Miscellaneous: Strangers in Paradise is Terry Moore’s first comic book, but his work has appeared in other places as well. A five-page Strangers in Paradise story ran in Negative Burn #13 and was reprinted in the Strangers in Paradise paperback. Moore drew a back cover for Negative Burn #15, as well as “Madame October,” an eleven-page installment of The Alan Moore Songbook for #16. He penciled a Sandman pinup for Sandman: A Gallery of Dreams which was inked by Wandering Star creator Teri S. Wood.
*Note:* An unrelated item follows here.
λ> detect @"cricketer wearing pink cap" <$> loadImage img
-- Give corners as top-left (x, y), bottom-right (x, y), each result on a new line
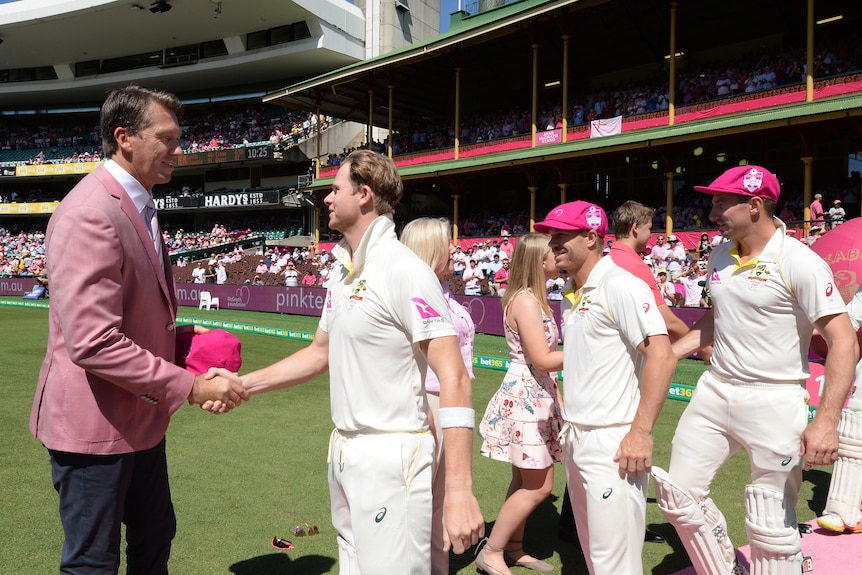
top-left (535, 201), bottom-right (676, 575)
top-left (653, 165), bottom-right (858, 575)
He drew a story, written by Dennis Eichhorn, for Eichhorn’s Real Stuff #17. Additionally, Strangers in Paradise has been featured as the Cerebus Preview in Cerebus #186.
Terry Moore’s Recommended Reading: For those of you who are interested, here’s a list of some of the comics that Terry Moore is currently reading:
The Ballad of Doctor Richardson, Sin Titulo and THB by Paul Pope, from Horse Press
Cerebus, by Dave Sim and Gerhard, from Aardvark-Vanaheim
Bone, by Jeff Smith, from Cartoon Books
The Incredible Hulk, by Peter David and Gary Frank, from Marvel Comics
The Maxx, by Sam Kieth and William Messner-Loebs, from Image Comics.